Sans consentement, c’est un viol : le Parlement européen pose un jalon décisif
Le Parlement européen a adopté, à une large majorité de 447 voix contre 160 et 43 abstentions, une résolution historique qui demande à la Commission de légiférer pour ancrer dans le droit de l’Union une définition commune du viol fondée sur l’absence de consentement libre, informé et révocable. Ce vote, salué par de longs applaudissements dans l’hémicycle strasbourgeois, consacre le principe porté de longue date par les mouvements féministes : sans un « oui » explicite, l’acte sexuel doit être qualifié de viol.
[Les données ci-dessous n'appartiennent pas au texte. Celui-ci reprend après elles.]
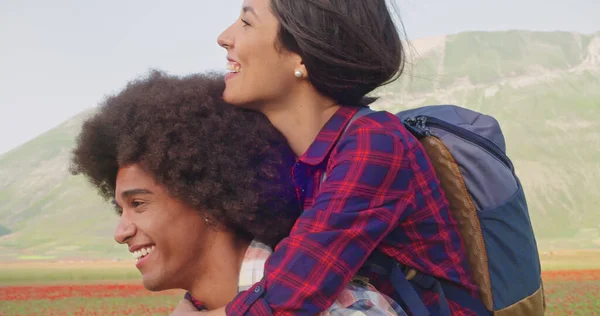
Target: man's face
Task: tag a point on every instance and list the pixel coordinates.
(168, 237)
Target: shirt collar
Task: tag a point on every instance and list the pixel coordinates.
(253, 265)
(328, 136)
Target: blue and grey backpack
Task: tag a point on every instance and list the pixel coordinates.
(468, 152)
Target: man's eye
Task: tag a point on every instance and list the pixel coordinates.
(136, 203)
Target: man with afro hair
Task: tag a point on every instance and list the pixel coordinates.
(203, 189)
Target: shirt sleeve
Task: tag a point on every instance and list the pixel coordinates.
(359, 203)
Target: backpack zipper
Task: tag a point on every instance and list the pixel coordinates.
(420, 125)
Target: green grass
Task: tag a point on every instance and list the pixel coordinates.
(52, 273)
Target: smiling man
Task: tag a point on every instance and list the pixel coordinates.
(203, 189)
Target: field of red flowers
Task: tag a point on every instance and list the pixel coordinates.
(86, 299)
(568, 293)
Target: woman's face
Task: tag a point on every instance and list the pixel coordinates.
(171, 237)
(260, 70)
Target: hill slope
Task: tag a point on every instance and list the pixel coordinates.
(544, 88)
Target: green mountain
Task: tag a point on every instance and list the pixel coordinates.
(543, 87)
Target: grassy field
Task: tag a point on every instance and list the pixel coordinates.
(571, 281)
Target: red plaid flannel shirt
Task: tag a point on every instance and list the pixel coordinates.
(380, 193)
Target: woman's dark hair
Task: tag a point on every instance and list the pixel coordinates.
(349, 47)
(226, 162)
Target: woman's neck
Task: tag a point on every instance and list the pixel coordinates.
(217, 284)
(301, 117)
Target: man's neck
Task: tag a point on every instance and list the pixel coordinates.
(217, 286)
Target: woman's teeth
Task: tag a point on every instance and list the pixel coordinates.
(139, 254)
(234, 67)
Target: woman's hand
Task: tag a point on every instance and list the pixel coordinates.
(186, 308)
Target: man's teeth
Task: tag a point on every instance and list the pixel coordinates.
(234, 67)
(142, 252)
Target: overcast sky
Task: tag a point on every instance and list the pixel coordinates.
(60, 57)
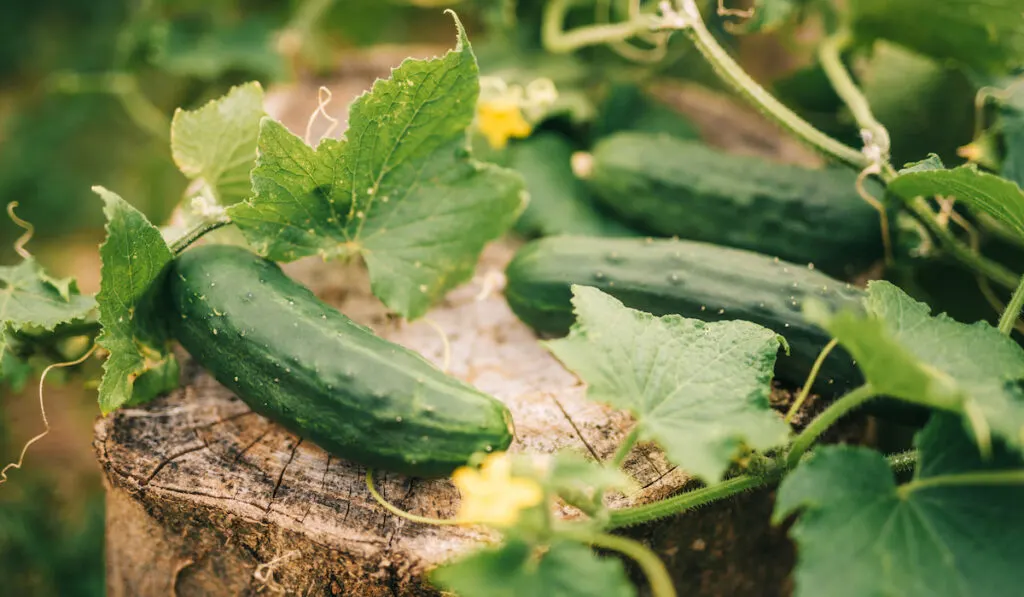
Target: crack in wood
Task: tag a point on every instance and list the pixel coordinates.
(171, 459)
(281, 477)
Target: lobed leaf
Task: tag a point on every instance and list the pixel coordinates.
(905, 352)
(859, 535)
(698, 389)
(400, 190)
(216, 143)
(134, 256)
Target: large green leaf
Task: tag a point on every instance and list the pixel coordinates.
(30, 299)
(134, 257)
(520, 569)
(400, 189)
(934, 360)
(861, 536)
(993, 195)
(986, 36)
(698, 389)
(216, 143)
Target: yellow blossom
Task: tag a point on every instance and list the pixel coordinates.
(492, 496)
(501, 120)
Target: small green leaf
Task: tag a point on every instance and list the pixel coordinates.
(907, 353)
(698, 389)
(134, 257)
(988, 37)
(400, 189)
(30, 297)
(520, 569)
(217, 142)
(980, 190)
(861, 536)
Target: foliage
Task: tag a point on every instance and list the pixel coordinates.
(407, 198)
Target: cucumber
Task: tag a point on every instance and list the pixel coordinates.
(559, 204)
(693, 280)
(675, 187)
(302, 364)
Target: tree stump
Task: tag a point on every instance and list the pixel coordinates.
(205, 498)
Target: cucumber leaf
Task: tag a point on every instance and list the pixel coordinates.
(986, 37)
(134, 257)
(859, 535)
(698, 389)
(936, 361)
(993, 195)
(32, 299)
(216, 143)
(518, 568)
(400, 190)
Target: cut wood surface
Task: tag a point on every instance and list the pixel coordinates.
(207, 498)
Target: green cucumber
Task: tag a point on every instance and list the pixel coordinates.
(676, 187)
(693, 280)
(559, 204)
(302, 364)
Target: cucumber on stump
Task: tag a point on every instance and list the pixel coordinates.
(304, 365)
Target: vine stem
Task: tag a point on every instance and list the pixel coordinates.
(1013, 477)
(401, 513)
(1013, 310)
(653, 568)
(957, 250)
(822, 422)
(197, 231)
(806, 390)
(688, 19)
(683, 502)
(556, 40)
(832, 62)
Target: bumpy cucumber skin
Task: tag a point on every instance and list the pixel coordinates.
(693, 280)
(304, 365)
(677, 187)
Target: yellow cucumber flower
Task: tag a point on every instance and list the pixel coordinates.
(492, 496)
(500, 120)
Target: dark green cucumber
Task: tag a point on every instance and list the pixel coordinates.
(676, 187)
(559, 204)
(693, 280)
(298, 361)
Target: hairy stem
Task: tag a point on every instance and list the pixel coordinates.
(653, 568)
(557, 40)
(733, 74)
(826, 419)
(197, 231)
(958, 250)
(806, 390)
(1011, 477)
(1013, 310)
(683, 502)
(832, 64)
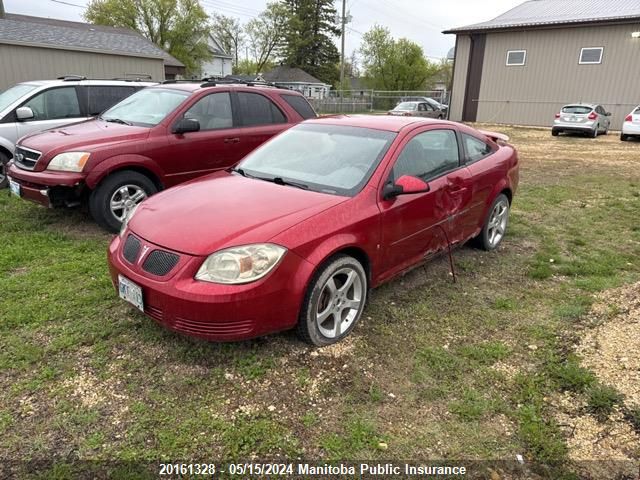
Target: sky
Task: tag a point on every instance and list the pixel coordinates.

Il ne s’agit plus seulement d’un affrontement moral, mais d’un véritable tournant juridique à l’échelle continentale, dont les ondes de choc se font déjà sentir jusque dans les législations nationales les plus rétives.
La résolution, fruit d’un travail conjoint des commissions des libertés civiles et des droits des femmes, a été portée par deux eurodéputées socialistes venues de traditions politiques contrastées : la Suédoise Evin Incir et la Polonaise Joanna Scheuring-Wielgus. Leur texte reconnaît explicitement que ni le silence, ni l’absence de résistance physique, ni une relation antérieure ou actuelle avec l’agresseur ne sauraient être interprétés comme un consentement. Il intègre également la réalité traumatique en rappelant que certaines victimes réagissent par une paralysie sidérante ou une dissociation – des mécanismes neurobiologiques que les stéréotypes judiciaires ont trop souvent confondus avec une acceptation tacite. Cette approche s’inscrit dans la droite ligne de la Convention d’Istanbul, que l’Union a ratifiée mais que plusieurs États membres, notamment en Europe centrale et orientale, peinent encore à transposer pleinement.
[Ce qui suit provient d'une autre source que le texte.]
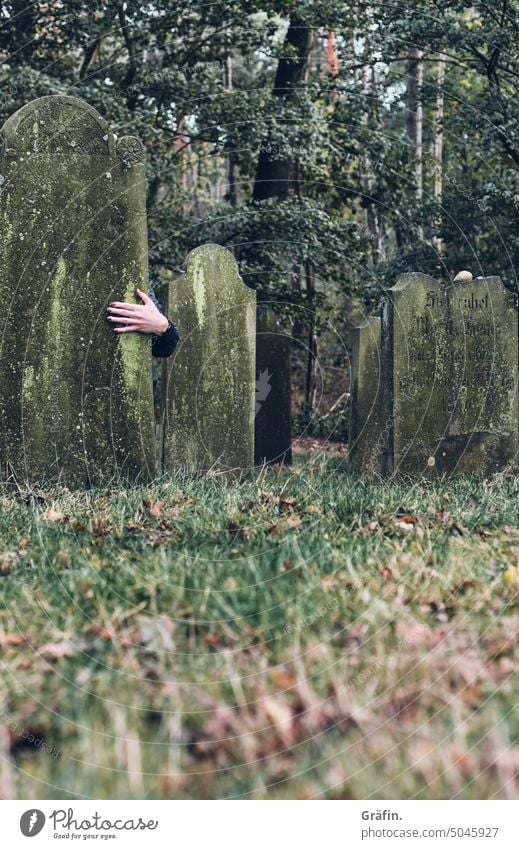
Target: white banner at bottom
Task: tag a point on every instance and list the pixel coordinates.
(260, 825)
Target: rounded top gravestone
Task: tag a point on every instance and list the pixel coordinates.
(75, 399)
(211, 377)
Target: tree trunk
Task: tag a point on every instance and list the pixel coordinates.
(273, 175)
(414, 108)
(438, 149)
(232, 181)
(332, 61)
(313, 351)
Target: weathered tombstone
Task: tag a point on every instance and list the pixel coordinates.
(273, 429)
(449, 376)
(75, 399)
(414, 374)
(483, 406)
(365, 443)
(210, 383)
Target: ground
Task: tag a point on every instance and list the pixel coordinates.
(296, 634)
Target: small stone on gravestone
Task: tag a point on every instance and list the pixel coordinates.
(273, 432)
(483, 430)
(365, 443)
(450, 377)
(211, 377)
(414, 375)
(75, 399)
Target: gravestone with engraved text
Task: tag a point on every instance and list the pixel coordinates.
(210, 380)
(75, 399)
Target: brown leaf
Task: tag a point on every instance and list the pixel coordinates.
(55, 651)
(155, 508)
(293, 521)
(54, 516)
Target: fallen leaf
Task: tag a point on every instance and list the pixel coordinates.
(155, 508)
(54, 516)
(293, 521)
(55, 651)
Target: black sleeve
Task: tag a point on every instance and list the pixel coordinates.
(163, 346)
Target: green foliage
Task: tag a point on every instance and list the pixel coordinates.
(196, 83)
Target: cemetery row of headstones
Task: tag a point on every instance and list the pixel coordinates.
(435, 380)
(76, 402)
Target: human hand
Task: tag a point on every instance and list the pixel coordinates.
(143, 318)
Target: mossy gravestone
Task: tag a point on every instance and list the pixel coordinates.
(75, 399)
(450, 377)
(210, 382)
(273, 431)
(365, 442)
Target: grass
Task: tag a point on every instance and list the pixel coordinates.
(297, 634)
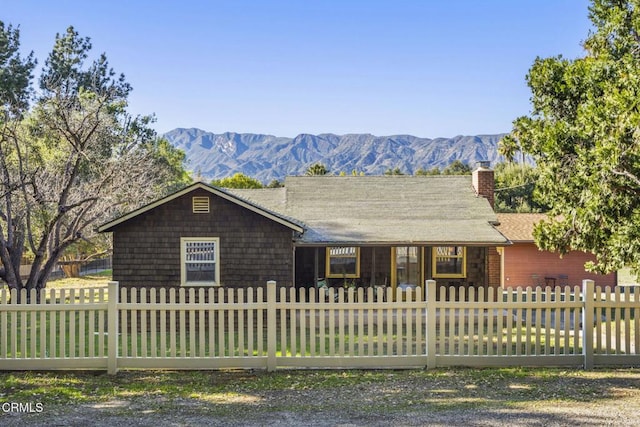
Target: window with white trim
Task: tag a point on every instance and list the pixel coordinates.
(200, 265)
(343, 261)
(449, 261)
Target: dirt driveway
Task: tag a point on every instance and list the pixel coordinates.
(470, 397)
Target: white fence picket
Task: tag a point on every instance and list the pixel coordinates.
(217, 328)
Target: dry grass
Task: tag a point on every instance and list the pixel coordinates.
(96, 280)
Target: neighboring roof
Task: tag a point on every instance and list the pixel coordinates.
(518, 227)
(383, 209)
(261, 210)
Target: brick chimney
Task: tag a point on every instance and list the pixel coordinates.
(483, 182)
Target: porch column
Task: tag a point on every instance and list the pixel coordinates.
(316, 269)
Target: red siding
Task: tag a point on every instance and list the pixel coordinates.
(522, 260)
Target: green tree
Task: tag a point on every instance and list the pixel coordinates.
(275, 184)
(428, 172)
(317, 169)
(395, 171)
(508, 146)
(73, 161)
(584, 136)
(515, 187)
(238, 180)
(457, 168)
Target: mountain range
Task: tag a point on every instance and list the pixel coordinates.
(268, 157)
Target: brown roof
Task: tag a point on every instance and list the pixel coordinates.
(518, 227)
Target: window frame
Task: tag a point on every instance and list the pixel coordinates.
(184, 262)
(462, 257)
(328, 257)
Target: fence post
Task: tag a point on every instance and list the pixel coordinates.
(271, 326)
(431, 323)
(112, 329)
(588, 304)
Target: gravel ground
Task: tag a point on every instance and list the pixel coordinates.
(396, 399)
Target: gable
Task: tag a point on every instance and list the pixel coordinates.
(203, 190)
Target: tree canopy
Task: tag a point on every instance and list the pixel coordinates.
(73, 159)
(515, 186)
(584, 134)
(238, 180)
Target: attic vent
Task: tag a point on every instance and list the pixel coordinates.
(200, 204)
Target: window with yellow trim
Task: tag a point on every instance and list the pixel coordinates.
(449, 261)
(343, 261)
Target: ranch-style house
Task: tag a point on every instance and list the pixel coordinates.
(392, 231)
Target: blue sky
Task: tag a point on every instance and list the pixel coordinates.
(426, 68)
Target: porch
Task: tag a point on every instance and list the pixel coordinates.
(391, 267)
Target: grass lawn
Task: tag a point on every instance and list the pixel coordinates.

Sur l’échiquier politique italien, le vote a cristallisé des fractures profondes. Les eurodéputés de Fratelli d’Italia et du parti Futuro nazionale de Roberto Vannacci ont voté contre, tandis que la Lega s’est abstenue, illustrant la résistance du centre-droit face à une réforme que le gouvernement Meloni a jusqu’ici bloquée au niveau national. L’élue écologiste italienne Benedetta Scuderi, au contraire, a vu dans ce scrutin un levier pour faire évoluer la culture juridique de la péninsule, où le viol reste majoritairement défini à l’aune de la contrainte ou de la violence physique, et non de l’absence de consentement. De l’autre côté des Alpes, l’Allemagne, où le principe « Nur Ja heißt Ja » – seul un oui vaut oui – a déjà été inscrit dans la législation depuis 2016, a servi de référence implicite aux débats, tout en rappelant que la transposition pratique reste un défi.
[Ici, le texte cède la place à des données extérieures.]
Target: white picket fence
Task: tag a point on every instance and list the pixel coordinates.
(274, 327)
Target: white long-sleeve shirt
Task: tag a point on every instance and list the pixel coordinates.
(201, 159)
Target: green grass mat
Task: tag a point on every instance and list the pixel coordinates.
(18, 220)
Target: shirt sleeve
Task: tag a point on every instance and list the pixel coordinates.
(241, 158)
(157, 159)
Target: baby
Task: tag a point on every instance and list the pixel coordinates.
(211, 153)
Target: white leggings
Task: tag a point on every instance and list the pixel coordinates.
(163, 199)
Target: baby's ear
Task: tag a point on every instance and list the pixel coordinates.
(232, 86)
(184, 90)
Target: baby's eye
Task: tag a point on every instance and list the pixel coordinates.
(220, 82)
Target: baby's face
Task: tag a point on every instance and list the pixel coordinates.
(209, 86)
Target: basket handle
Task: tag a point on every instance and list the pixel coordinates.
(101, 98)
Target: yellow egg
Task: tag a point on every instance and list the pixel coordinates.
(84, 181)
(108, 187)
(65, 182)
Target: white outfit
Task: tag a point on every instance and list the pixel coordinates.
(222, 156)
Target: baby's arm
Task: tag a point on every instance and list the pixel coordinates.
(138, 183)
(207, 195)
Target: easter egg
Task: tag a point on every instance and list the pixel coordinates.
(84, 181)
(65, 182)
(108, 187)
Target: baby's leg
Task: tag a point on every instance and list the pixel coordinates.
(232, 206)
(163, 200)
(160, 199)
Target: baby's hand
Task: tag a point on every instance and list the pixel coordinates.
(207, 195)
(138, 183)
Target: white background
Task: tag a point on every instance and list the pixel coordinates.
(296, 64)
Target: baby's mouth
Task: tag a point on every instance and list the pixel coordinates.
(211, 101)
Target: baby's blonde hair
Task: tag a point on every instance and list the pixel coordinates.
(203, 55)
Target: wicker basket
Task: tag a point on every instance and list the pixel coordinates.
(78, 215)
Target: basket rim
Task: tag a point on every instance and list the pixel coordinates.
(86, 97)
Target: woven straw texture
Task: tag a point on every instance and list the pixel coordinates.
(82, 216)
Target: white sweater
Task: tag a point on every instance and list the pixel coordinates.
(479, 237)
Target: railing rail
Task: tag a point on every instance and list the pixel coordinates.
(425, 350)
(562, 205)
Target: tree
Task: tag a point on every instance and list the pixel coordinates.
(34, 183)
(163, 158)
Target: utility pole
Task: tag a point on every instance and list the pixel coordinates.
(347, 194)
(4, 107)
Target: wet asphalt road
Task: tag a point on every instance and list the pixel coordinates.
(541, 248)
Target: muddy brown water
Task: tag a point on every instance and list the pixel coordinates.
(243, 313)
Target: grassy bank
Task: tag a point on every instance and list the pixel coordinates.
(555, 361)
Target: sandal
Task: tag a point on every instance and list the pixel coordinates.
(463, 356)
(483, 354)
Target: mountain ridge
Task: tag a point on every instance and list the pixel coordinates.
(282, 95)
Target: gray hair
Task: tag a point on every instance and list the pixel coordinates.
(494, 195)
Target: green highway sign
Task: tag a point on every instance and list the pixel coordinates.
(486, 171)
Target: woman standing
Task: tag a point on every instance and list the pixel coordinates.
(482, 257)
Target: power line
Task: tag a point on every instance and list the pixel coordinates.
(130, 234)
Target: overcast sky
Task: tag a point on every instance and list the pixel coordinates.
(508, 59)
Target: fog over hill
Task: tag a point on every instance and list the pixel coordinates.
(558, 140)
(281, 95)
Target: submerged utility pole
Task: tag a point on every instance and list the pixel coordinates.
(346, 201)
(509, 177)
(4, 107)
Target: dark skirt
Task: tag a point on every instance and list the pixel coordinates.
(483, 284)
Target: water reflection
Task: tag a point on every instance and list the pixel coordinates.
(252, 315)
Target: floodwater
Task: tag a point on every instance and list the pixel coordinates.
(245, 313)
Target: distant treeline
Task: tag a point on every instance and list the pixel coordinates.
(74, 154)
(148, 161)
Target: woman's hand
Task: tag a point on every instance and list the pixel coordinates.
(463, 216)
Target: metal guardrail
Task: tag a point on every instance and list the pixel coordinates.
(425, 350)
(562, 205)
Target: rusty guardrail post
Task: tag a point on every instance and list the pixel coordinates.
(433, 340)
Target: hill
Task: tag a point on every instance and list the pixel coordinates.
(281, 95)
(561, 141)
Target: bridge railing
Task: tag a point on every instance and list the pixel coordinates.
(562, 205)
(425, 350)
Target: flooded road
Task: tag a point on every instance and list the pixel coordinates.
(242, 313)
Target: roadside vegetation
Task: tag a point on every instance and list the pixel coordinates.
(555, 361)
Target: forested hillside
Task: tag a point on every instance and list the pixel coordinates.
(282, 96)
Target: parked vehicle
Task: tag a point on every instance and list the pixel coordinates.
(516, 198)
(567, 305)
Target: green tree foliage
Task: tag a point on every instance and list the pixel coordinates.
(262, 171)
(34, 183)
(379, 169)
L’opposition la plus frontale est venue des rangs conservateurs et d’extrême droite, qui dénoncent une intrusion dans la souveraineté pénale des États et une dilution de la présomption d’innocence. Pourtant, la résolution n’est pas contraignante : elle met la Commission face à ses responsabilités, en l’invitant à présenter une proposition législative qui viendrait compléter la directive de 2024 sur la lutte contre la violence à l’égard des femmes et la violence domestique, laquelle avait soigneusement éludé la question de la définition du viol. L’enjeu est désormais de surmonter l’hétérogénéité des droits nationaux, entre les pays nordiques qui ont très tôt adopté une logique de consentement affirmatif et ceux, plus nombreux, où la culture du viol reste enchâssée dans le droit. Le message venu de Strasbourg rappelle qu’au-delà des souverainetés, l’intégrité du corps des femmes ne saurait dépendre d’un code pénal géographique.